Returns how far the rest of the string was moved in bytes. Indexing in strings start at 0.

Parameters:
  • s

    The string.

  • index

    The index of the character to modify.

  • c

    The new character.

  • error

    Error code.

Return:

Number of bytes the string was moved.

Width

size_t s_width(const char *s, s_erc *error)

Return the width (number of bytes) of the first UTF-8 character in the given string.

Parameters:
  • s

    The string.

  • error

    Error code.

Return:

The byte width of the first character in the string.

size_t s_cwidth(uint32 c, s_erc *error)

Return the width (number of bytes) of a UTF-8 character represented by the given 4-byte unsigned integer.

Parameters:
  • c

    The UTF-8 character.

  • error

    Error code.

Return:

The byte width of the character.

Offset

size_t s_offset(const char *s, int index, s_erc *error)

Return the offset in bytes from the start of the UTF-8 string to the character at the specified index.

If the index is negative, counts backward from the end of the string (-1 returns an offset to the last character).

Parameters:
  • s

    The string.

  • index

    The index of the character.

  • error

    Error code.

Return:

The byte offset of the character at index in s.

Insert/Remove

size_t s_insert(char *s, uint index, uint32 c, s_erc *error)

Insert a character at the specified index within a UTF-8 string, sliding following data along to make room.

Returns how far the data was moved in bytes.

Parameters:
  • s

    The string. Indexing in strings start at 0.

  • index

    The index where to insert the new character.

  • c

    The new character.

  • error

    Error code.

Return:

The amount of bytes the string was moved.

Note:

The given string s must be big enough to take inserted character, no checking is done.

size_t s_remove(char *s, uint index, s_erc *error)

Remove the character at the specified index within the UTF-8 string, sliding following data back to make room.

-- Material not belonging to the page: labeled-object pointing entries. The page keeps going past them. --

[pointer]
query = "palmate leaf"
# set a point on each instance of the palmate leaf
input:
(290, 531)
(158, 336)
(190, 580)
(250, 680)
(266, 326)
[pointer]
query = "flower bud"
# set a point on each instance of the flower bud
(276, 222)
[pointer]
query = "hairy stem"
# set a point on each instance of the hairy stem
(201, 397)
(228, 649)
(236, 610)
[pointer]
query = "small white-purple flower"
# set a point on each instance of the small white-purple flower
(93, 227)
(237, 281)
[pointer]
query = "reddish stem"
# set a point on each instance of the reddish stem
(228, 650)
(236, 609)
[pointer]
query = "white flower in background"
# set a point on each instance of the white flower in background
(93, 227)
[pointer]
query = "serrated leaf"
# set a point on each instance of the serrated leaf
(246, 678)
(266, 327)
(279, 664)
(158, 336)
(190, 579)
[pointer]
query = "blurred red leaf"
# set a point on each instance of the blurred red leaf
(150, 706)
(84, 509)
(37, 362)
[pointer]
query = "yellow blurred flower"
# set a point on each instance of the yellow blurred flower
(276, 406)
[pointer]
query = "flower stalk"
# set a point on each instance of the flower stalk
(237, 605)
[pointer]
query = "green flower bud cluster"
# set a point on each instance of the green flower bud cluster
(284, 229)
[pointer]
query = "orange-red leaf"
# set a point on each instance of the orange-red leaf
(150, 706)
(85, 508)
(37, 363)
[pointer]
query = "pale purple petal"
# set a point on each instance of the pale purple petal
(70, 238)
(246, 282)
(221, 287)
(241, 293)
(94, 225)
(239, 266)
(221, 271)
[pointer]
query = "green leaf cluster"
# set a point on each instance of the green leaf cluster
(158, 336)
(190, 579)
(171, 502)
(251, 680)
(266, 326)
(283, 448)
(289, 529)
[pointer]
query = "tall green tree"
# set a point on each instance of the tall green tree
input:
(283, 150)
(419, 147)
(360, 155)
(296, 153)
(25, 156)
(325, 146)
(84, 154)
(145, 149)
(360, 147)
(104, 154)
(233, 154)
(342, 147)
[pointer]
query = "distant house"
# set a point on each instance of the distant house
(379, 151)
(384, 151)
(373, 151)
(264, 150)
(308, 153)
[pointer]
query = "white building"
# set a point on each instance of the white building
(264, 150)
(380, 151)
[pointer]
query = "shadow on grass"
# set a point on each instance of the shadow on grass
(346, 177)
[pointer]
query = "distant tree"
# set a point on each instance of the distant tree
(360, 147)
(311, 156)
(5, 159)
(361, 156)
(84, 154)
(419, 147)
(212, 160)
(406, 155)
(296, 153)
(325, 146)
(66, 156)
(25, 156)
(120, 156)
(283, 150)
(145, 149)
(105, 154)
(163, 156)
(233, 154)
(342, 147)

Returns how far the data was moved in bytes.

Parameters:
  • s

    The string. Indexing in strings start at 0.

  • index

    The index of the character to remove.

  • error

    Error code.

Return:

The amount of bytes the string was moved.

Case conversion

uint32 s_tolower(uint32 c, s_erc *error)

Convert the given UTF-8 character to lower case.

Parameters:
  • c

    The character to convert.

  • error

    Error code.

Return:

The lower case of c.

uint32 s_toupper(uint32 c, s_erc *error)

Convert the given UTF-8 character to upper case.

Parameters:
  • c

    The character to convert.

  • error

    Error code.

Return:

The upper case of c.

Character type

int s_isspace(uint32 c, s_erc *error)

Check whether the given UTF-8 character is a white-space.

White-space is space (‘ ‘), form-feed (‘\f’), newline (‘\n’), carriage return (‘\r’), horizontal tab (‘\t’), and vertical tab (‘\v’).

Parameters:
  • c

    The UTF-8 character to test.

  • error

    Error code.

Return:

Non-zero if c is a white-space otherwise 0.

int s_isdigit(uint32 c, s_erc *error)

Check whether the given UTF-8 character is a digit.

Parameters:
  • c

    The UTF-8 character to test.

  • error

    Error code.

Return:

Non-zero if c is a digit otherwise 0.